Date of Award

Spring 1-1-2019

Document Type


Degree Name

Doctor of Philosophy (PhD)

First Advisor

Naomi P. Friedman

Second Advisor

Marie T. Banich

Third Advisor

Matthew C. Keller

Fourth Advisor

Soo H. Rhee

Fifth Advisor

Marissa A. Ehringer


The conception of the Research Domain Criteria (RDoC) apotheosized integration across differing biostatistical domains in studying psychiatric dysfunction. For example, an RDoC aim is the integration of MRI imaging and genetics, which represent differing foundations for the biological etiology of psychiatric and cognitive states. Though seemingly distal, recent work in both fields suggests that psychological phenomena are not represented by simple a proiri hypothesized candidates; instead we require large-data statistical approaches to find pathways for detection and treatment. That is to say, as genetics moves towards more whole-genome approaches, imaging moves towards more whole-brain approaches, and these whole-system approaches will likely be useful for research and clinical practice in the future. Imaging genetics, the field of study at the intersection of these biostatical perspectives, is unequipped to integrate these distal whole-system practices at the current time, with the most popular current approaches in imaging genetics resorting back to the antiquated candidate gene methods that failed to find replicable results.
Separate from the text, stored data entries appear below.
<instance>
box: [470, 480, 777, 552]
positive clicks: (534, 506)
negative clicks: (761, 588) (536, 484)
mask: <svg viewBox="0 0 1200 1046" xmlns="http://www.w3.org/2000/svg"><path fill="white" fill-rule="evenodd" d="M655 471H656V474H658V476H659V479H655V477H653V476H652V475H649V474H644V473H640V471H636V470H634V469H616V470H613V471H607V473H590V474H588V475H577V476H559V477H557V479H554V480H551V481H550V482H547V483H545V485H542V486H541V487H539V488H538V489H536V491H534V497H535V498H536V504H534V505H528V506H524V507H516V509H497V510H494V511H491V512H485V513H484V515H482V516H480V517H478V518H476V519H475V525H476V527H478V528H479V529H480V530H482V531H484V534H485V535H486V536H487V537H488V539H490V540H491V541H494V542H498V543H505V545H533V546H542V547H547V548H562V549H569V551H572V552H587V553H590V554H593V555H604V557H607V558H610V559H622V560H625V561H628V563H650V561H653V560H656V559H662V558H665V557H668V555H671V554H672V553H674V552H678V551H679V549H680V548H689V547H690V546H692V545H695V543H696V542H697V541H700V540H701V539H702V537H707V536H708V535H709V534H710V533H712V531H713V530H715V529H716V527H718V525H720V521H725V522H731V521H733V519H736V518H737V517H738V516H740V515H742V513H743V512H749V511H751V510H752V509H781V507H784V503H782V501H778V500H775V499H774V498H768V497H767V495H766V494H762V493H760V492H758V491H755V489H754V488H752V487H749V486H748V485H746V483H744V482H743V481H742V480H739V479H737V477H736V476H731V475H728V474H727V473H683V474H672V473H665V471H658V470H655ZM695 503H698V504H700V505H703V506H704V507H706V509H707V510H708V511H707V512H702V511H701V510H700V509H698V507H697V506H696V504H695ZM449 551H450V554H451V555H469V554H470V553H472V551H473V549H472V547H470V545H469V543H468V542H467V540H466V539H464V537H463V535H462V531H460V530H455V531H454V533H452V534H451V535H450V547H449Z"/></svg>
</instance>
The purpose of this dissertation is to offer a framework for (some) integration in these fields at the whole-brain whole-genome (WBWG) level. While not exhaustive, the research, procedures, scripts, and methods here will help navigate this translational space. Study 1 demonstrates an approach to high-resolution mapping using the classical twin design to find patterns of association across the human cortex at high resolution for a dimensional measure of depression and a related psychiatric behavior. We then integrate these mapping results with results from the whole-genome and whole-brain literature more broadly in a big data framework. Study 2 demonstrates the effectiveness of whole-brain models as phenotypes for genetic studies of intelligence and discusses some practices for the application of whole-brain phenotypes in genetic studies. Finally, Study 3 conducts a whole-genome association study of cEF and uses the patterns across the genome to implicate particular biological/neurological pathways for analysis. The final chapter returns to discuss each study and how it fits into the general Whole-Brain Whole-Genome framework we lay out in chapter 1.